Like thousands of other mothers in Gaza, when her labour did begin, she had to give birth in rudimentary, unsanitary conditions with no safety precautions in place simply because Gaza’s healthcare system has run out of everything.
“Since the birth, I’ve not known whether I should be focusing on my contractions or on the sound of warplanes overhead. Should I be worrying about my baby, or should I be afraid of whatever attacks are happening at that moment?
“You know, for such a young baby, he’s learned to recognise the sounds of bombing. Whenever there is bombing here, he startles and is frightened. I don’t think babies this young should recognise danger in this way.”
On October 9, Israel strengthened its siege over Gaza, denying food, water and medicines to its people, including one million children, about a third of whom are under the age of five.
Newborns are the most vulnerable because their mothers often are not getting enough calories to be able to nurse them and baby formula is in short supply.
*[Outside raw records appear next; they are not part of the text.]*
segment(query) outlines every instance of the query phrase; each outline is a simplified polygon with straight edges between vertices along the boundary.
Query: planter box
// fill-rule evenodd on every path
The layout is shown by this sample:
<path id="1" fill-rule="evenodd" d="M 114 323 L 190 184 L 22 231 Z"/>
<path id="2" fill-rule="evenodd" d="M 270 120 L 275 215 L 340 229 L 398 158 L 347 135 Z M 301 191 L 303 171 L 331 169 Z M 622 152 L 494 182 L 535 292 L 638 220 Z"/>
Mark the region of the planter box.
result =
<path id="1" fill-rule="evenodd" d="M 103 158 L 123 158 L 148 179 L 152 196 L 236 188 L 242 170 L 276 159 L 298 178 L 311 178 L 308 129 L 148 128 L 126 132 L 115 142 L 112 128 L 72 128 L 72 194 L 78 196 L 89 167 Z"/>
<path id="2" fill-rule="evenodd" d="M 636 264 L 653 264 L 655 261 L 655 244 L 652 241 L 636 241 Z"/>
Asked what she wishes for her baby boy, Um Raed replies “vaccines”.
In the longer run, she says, she wishes what any mother would wish for her child, that Raed grows up in a healthy environment, in peace and not suffering from want and not learning about war at such a young age.
However, the three mothers agree: This is the reality of war that thousands of babies are being born into, with no end in sight.
As much as they wish for the best for their babies, they also fear what may happen to them as Israel continues its assault on Gaza.